“It don’t bother me any more,” returned Caleb, “I’m too used to it. But I can remember when a single cup of it at Sunday morning breakfast would make me so I couldn’t sleep a wink all church time. I’d toss from one end of my pew to the other the whole morning. I couldn’t seem to drowse no matter how long Father Healy’s sermon was. ’Nother county heard from?” as the operator laid a message before him. “Read it, Billy.”

“Delayed in transmission,” spelled Shevlin. “Jericho County, with two precincts missing, gives Conover 7,239, Standish 4,895.”

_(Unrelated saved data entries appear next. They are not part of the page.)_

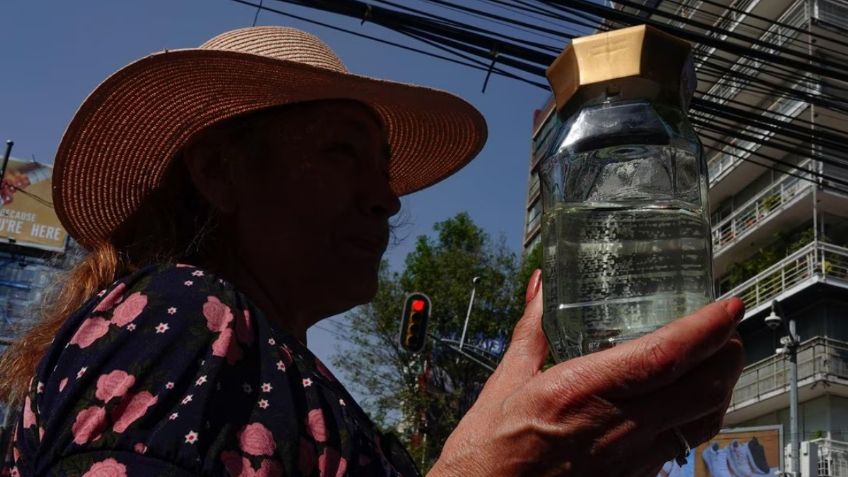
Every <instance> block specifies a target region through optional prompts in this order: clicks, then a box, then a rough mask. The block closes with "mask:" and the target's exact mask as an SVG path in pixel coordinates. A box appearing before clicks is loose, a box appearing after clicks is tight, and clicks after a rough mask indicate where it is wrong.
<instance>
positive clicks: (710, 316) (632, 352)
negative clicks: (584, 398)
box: [546, 298, 744, 399]
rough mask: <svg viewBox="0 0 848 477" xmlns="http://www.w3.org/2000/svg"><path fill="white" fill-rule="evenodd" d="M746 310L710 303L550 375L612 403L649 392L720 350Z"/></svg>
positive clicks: (729, 305) (721, 303)
mask: <svg viewBox="0 0 848 477" xmlns="http://www.w3.org/2000/svg"><path fill="white" fill-rule="evenodd" d="M743 309H744V305H743V304H742V302H741V300H739V299H737V298H731V299H729V300H724V301H722V302H718V303H713V304H710V305H707V306H705V307H703V308H701V309H700V310H698V311H697V312H695V313H693V314H691V315H689V316H687V317H685V318H681V319H679V320H675V321H673V322H671V323H669V324H668V325H666V326H664V327H662V328H660V329H659V330H657V331H655V332H653V333H651V334H649V335H646V336H643V337H641V338H639V339H637V340H633V341H630V342H627V343H624V344H622V345H619V346H616V347H615V348H611V349H608V350H605V351H601V352H598V353H593V354H590V355H587V356H583V357H580V358H576V359H572V360H570V361H567V362H565V363H561V364H559V365H557V366H555V367H554V368H551V369H550V370H548V372H547V373H546V375H548V379H552V380H556V381H557V382H559V383H561V387H563V388H564V389H565V390H567V389H568V388H572V387H573V386H574V383H580V389H581V391H582V392H588V393H596V394H601V395H603V396H605V397H608V398H611V399H629V398H633V397H636V396H640V395H643V394H647V393H650V392H651V391H654V390H657V389H660V388H662V387H665V386H668V385H669V384H671V383H673V382H674V381H676V380H677V379H678V378H680V377H681V376H683V375H684V374H686V373H688V372H689V371H690V370H692V369H693V368H695V367H697V366H698V365H699V364H700V363H701V362H702V361H704V360H705V359H707V358H708V357H710V356H712V355H713V354H715V352H716V351H718V350H719V349H721V348H722V347H723V346H724V344H725V343H726V342H727V341H728V339H729V338H730V337H731V336H732V335H733V333H734V332H735V329H736V324H737V323H738V322H739V320H740V319H741V318H742V314H743Z"/></svg>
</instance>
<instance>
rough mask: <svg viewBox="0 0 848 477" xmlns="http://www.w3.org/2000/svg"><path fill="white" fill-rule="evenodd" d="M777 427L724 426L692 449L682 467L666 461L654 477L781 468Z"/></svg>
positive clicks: (764, 470)
mask: <svg viewBox="0 0 848 477" xmlns="http://www.w3.org/2000/svg"><path fill="white" fill-rule="evenodd" d="M781 449H783V435H782V432H781V427H780V426H765V427H756V428H754V427H749V428H740V429H725V430H723V431H721V432H720V433H719V434H718V435H717V436H715V437H714V438H713V439H712V440H710V441H709V442H705V443H704V444H701V445H700V446H698V448H697V449H693V450H692V452H691V454H690V455H689V459H688V462H687V463H686V465H684V466H683V467H681V466H679V465H677V463H676V462H674V461H671V462H666V464H665V465H664V466H663V468H662V469H661V470H660V473H659V474H657V477H764V476H767V475H768V476H773V475H775V472H777V471H778V470H779V469H780V468H782V467H783V463H782V458H781V457H782V453H781Z"/></svg>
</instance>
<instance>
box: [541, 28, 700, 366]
mask: <svg viewBox="0 0 848 477" xmlns="http://www.w3.org/2000/svg"><path fill="white" fill-rule="evenodd" d="M548 78H549V80H550V81H551V85H552V87H553V89H554V93H555V96H556V101H557V110H558V112H557V114H559V115H560V116H559V119H560V121H561V125H560V127H559V129H558V131H557V132H556V133H555V134H556V135H557V136H556V140H554V141H553V143H552V145H551V147H550V149H549V150H548V151H547V153H546V155H545V158H544V159H543V162H542V164H541V168H540V175H541V183H542V206H543V207H542V210H543V219H542V246H543V248H544V250H543V256H544V280H543V283H544V297H545V303H544V320H543V327H544V330H545V334H546V336H547V337H548V340H549V342H550V344H551V349H552V350H553V353H554V357H555V359H556V360H557V361H562V360H566V359H569V358H573V357H575V356H581V355H583V354H586V353H591V352H594V351H598V350H602V349H605V348H609V347H612V346H615V345H616V344H618V343H621V342H623V341H626V340H630V339H634V338H638V337H640V336H642V335H644V334H647V333H650V332H652V331H654V330H656V329H657V328H659V327H661V326H663V325H665V324H666V323H668V322H670V321H672V320H674V319H677V318H680V317H682V316H685V315H686V314H688V313H691V312H692V311H694V310H696V309H698V308H700V307H702V306H703V305H705V304H706V303H708V302H710V301H712V300H713V299H714V295H713V283H712V254H711V240H710V222H709V207H708V203H707V191H708V181H707V167H706V164H705V162H704V159H703V156H702V151H701V143H700V141H699V140H698V137H697V135H696V134H695V132H694V130H693V129H692V126H691V125H690V124H689V121H688V119H687V117H686V114H685V111H686V110H687V109H688V103H689V100H690V99H691V96H692V93H693V91H694V85H695V78H694V69H693V67H692V61H691V52H690V47H689V45H688V43H686V42H684V41H682V40H679V39H677V38H675V37H672V36H670V35H666V34H664V33H661V32H659V31H658V30H655V29H652V28H650V27H645V26H639V27H632V28H627V29H624V30H617V31H614V32H609V33H602V34H599V35H592V36H589V37H584V38H580V39H576V40H574V41H573V42H572V44H571V45H570V46H569V47H568V48H567V49H566V50H565V51H564V52H563V54H562V55H560V57H559V58H558V59H557V60H556V61H555V62H554V63H553V65H551V67H550V68H549V69H548Z"/></svg>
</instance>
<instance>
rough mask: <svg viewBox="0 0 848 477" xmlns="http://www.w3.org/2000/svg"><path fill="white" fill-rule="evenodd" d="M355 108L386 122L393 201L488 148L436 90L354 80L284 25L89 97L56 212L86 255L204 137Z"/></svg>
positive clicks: (445, 97) (246, 28) (192, 52)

A yell went around the table. Bourke scribbled hurriedly on a pad, then announced:

“That offsets the Standish lead in Haldane by 780. Two to one you’ve got Bowden, too.”

A purr from the ticker, and Caleb caught up the tape.

“This machine don’t agree with you,” he reported. “Bowden complete gives me 5,861 and Standish 6,312. That cuts us down a bit.”

“Did you ever see such a rag-time ’lection!” growled Shevlin. “It’s like a seesaw board. One minute it’s you, and the next minute it ain’t. What’s the hay-eaters up-State thinkin’ about, anyhow? A year ago they’d no more ’a’ dared to——”

“A year’s a long time, son, in a country that makes a hero to order one day and puts him into the discard the next.”

“Oh, if you’d ’a’ only just let us work like we always have before! We’d ’a’ sent this Standish person screechin’ up a tree. He’d ’a’ thought a whale had bit him! But with all this amachoor line of drorin’-room stunts at the polls an’ givin’ him the chance to——”

“That’s my business,” replied Caleb. “Cut it out.”